China Touts Oil Reserves To Foreign Companies

Beijing seizes opportunity to take advantage of rising oil prices

CHINA is trying to profit from rising oil prices and revive the interest of foreign petroleum companies in its so-far paltry discoveries of offshore oil. Beijing recently announced vague incentives for foreign investors as part of what it calls a 10-year strategy to develop offshore oil. It also hinted that it soon plans to allow foreign oil companies to survey the East China Sea, one of the largest uncharted areas of potential oil reserves in the world.

Beijing's courting of foreign oil executives, however, is likely to be shrugged off. China has yet to prove that there is enough untapped offshore oil to make investment in drilling pay off, say Western diplomats and oil industry experts here.

Also, foreign executives are leery of Beijing's wooing of oil officials. Dozens of Western companies have invested $2.7 billion in China's offshore oil since 1978 in the biggest business venture between capitalists and Chinese communists. Only a few of the companies have discovered oil and expect to recoup their exploration costs.

The uphill effort to coax oil investment from abroad underscores Beijing's desperation to ease its severe energy shortage, diplomats and oil industry experts say.

Thousands of factories across China must shut down several hours each week because of scant power. The debilitating energy shortfall is widely considered the biggest obstacle to China's ambition to double its gross national product by the year 2000.

Large-scale production of offshore oil would give China's economy a needed fillip by bolstering lucrative oil exports and easing the energy shortage, Chinese officials say. China exported 200 million barrels of oil last year to gain hard currency.

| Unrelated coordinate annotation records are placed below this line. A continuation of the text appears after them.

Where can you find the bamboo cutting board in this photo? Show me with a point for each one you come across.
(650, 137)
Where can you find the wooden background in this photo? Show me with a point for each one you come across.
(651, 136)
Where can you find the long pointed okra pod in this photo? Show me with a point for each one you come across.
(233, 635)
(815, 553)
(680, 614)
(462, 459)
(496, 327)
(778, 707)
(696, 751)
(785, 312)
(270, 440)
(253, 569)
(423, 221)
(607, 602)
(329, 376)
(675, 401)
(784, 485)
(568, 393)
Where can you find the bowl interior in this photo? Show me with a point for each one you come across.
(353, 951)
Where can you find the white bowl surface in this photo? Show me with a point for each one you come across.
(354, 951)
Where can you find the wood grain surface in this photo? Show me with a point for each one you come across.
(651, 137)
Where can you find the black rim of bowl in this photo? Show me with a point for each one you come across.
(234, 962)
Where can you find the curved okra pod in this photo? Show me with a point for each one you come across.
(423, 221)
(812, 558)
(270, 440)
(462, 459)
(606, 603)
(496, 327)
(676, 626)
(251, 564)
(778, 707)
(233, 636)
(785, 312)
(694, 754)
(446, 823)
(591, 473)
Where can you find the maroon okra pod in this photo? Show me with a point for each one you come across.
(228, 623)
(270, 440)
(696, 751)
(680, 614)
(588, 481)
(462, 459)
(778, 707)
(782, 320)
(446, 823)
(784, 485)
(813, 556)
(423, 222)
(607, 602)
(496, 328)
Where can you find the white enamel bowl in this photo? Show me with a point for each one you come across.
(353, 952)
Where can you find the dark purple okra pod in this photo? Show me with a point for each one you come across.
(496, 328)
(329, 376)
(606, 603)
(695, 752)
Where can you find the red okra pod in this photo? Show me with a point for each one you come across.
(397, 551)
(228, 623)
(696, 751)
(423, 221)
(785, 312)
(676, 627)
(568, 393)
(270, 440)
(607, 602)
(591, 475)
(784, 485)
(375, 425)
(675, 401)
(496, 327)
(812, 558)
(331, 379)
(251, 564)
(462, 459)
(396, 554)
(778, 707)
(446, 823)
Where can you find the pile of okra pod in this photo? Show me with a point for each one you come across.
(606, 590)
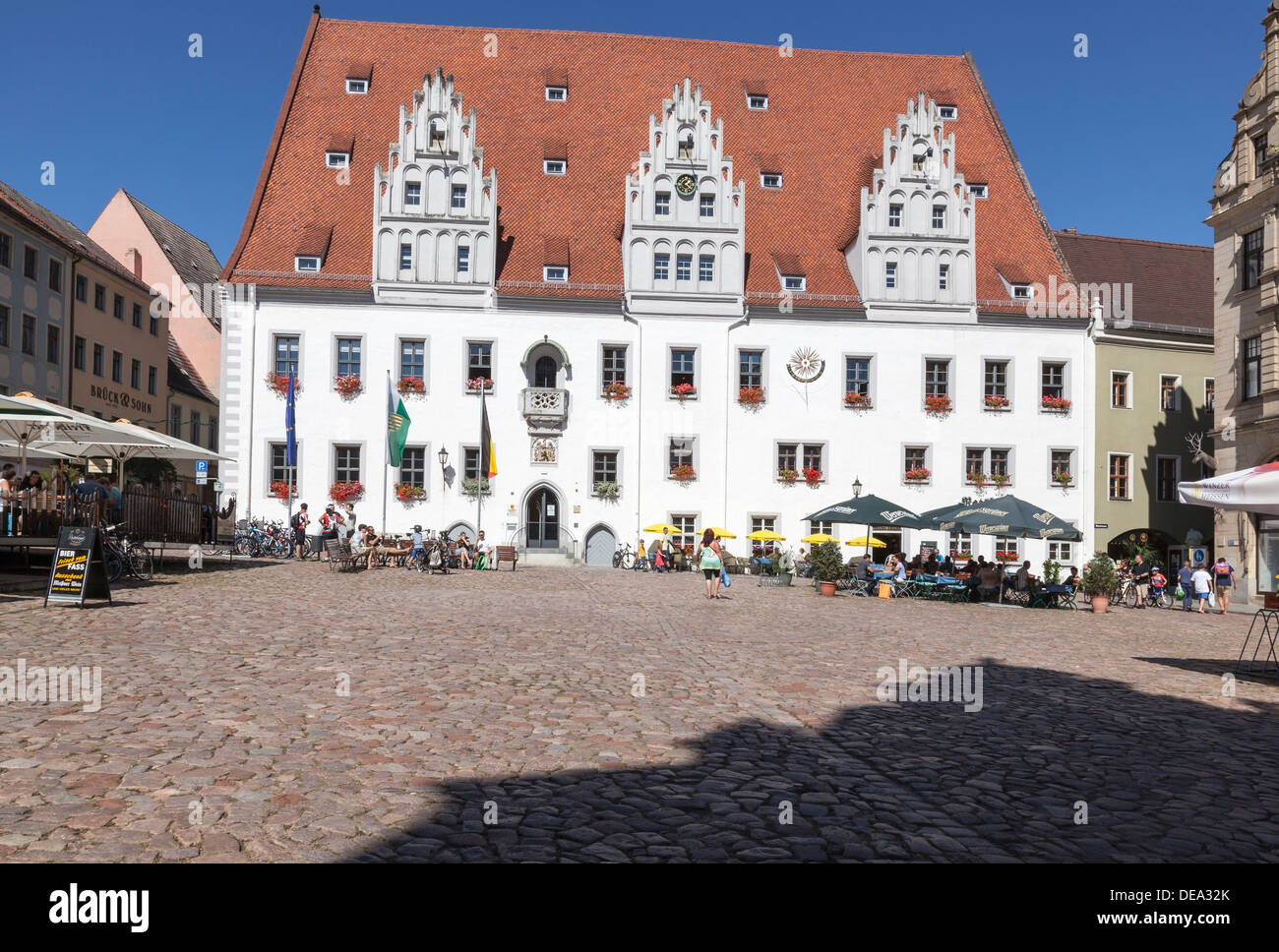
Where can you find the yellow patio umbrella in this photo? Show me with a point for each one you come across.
(663, 526)
(864, 542)
(819, 538)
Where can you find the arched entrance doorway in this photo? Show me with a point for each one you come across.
(600, 546)
(541, 519)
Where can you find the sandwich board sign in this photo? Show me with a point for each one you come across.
(80, 567)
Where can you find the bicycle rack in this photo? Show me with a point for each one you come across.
(1266, 638)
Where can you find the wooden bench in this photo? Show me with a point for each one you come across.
(341, 556)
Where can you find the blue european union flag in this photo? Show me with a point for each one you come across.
(290, 448)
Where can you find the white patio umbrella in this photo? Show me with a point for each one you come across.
(1252, 490)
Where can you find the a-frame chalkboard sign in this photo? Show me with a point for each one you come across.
(80, 567)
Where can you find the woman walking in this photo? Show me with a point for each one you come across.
(710, 558)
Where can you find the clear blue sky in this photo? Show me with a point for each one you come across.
(1125, 142)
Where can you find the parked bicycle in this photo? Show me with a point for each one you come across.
(126, 555)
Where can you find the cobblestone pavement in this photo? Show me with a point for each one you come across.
(224, 733)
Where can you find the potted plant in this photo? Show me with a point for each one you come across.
(348, 387)
(1099, 581)
(346, 492)
(409, 494)
(280, 490)
(410, 387)
(279, 385)
(827, 566)
(785, 567)
(937, 405)
(857, 401)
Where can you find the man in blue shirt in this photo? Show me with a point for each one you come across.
(1185, 577)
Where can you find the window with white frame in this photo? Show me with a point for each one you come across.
(1121, 476)
(1168, 473)
(413, 466)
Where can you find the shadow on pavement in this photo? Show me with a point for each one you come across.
(1164, 778)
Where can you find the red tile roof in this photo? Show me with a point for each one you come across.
(1172, 284)
(822, 128)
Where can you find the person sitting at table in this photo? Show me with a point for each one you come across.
(464, 551)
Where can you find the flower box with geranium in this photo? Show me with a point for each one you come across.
(938, 405)
(280, 490)
(407, 492)
(857, 401)
(279, 385)
(345, 492)
(348, 387)
(410, 387)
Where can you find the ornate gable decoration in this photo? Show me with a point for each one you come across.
(435, 208)
(685, 230)
(916, 239)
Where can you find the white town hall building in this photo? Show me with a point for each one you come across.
(691, 269)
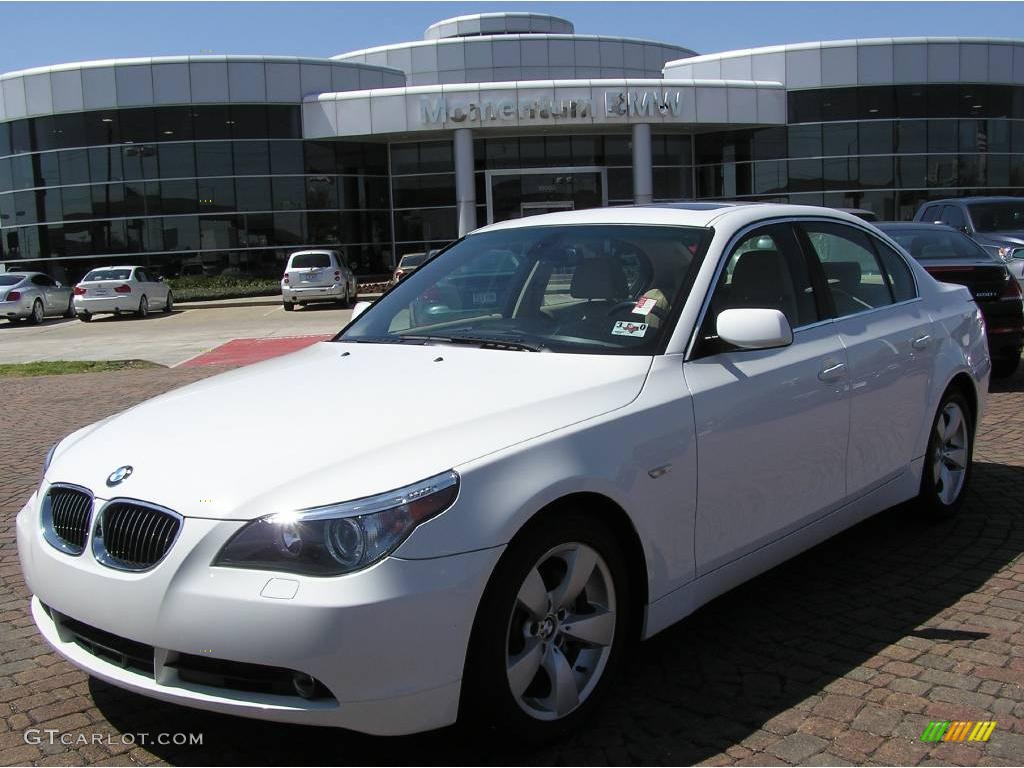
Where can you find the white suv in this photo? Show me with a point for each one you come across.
(317, 275)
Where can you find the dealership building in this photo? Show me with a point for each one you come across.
(222, 165)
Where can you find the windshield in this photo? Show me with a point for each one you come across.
(993, 217)
(310, 260)
(603, 288)
(107, 274)
(938, 244)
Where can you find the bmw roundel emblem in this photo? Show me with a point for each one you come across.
(119, 474)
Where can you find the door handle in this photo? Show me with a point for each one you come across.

Oil from the seabed would also enable Beijing to ensure it need not hold down costly oil imports, which were logged at 23 million barrels last year, the officials say.

With the rise in oil prices during the Gulf crisis, the cost of importing oil threatens to cut deeper into China's precious holdings of hard currency. In the first seven months of this year China imported 82 percent of its total oil imports for 1989.

Hamstrung by a tight fiscal deficit, China must rely on foreign investment to tap its continental shelf. It is using the jump in oil prices to entice foreign companies to invest in offshore drilling.

``The near-doubling in the price of oil is very good for us,'' says Wu Xunduo of the state-owned China National Offshore Oil Corporation (CNOOC). ``We're hoping for peace in the Middle East, but we're enjoying the rise in oil prices.''

As part of a 10-year development strategy, China plans to build major crude oil production bases in the South China Sea, says Mr. Wu, director of CNOOC's international liaison department. It also will construct offshore oil refineries and ``other major petrochemical projects'' in an effort ``to create a better environment for foreign investors in offshore oil during the 1990s,'' Wu says.

For instance, CNOOC hopes to build China's largest petrochemical works in a joint venture with Shell Oil Company in Huizhou, Guangdong Province. The $2 billion complex could annually refine 40 million barrels of crude oil and produce 4 million barrels of chemical products.

The project is awaiting the approval of the State Planning Commission, which in recent months has balked at funding new, large-scale capital construction projects.

Wu acknowledged that because of a strict state policy of austerity and scant government funding, the 10-year development strategy hinges primarily on the investment of foreign oil companies. In short, the state must rely on foreign investors to bankroll a plan that is largely aimed at luring foreign investment.

``There's really nothing new'' in the strategy announced by CNOOC, says Edward Chow, Beijing representative for Chevron Overseas Petroleum Ltd. ``If the Chinese plan is to sweeten incentives for foreign oil companies, we haven't seen it yet.''

Beijing has had more success in wooing foreigners with the prospect of exploration in the East China Sea. Twelve foreign oil companies have expressed interest in surveying the 184,000-square-mile area, according to official press reports.

``The East China Sea looks very interesting to us geologically,'' Chow says. ``We hope the Chinese government would see fit to open it up to foreign participation soon,'' he says, expressing a view shared by several foreign oil executives in Beijing.

The proposal to allow foreign oil rigs in the sea faces political resistance from officials who oppose foreign involvement in a strategic industry and uphold the Maoist credo of self-reliance, according to official press reports and foreign oil executives.

Consequently, the oil beneath the East China Sea could prove as elusive as the vast reserves of oil that foreign companies early in the last decade mistakenly believed lay beneath other seas on China's continental shelf.

In those years, 46 foreign oil companies rushed to explore what was believed to be the largest reserves of uncharted offshore oil in the world. The companies assumed 100 percent of the risk and spent several million dollars each in exploration. Only a few discovered oil and expect to pay off their survey costs.

``We're much more cautious as an industry than we were 10 years ago,'' Chow says.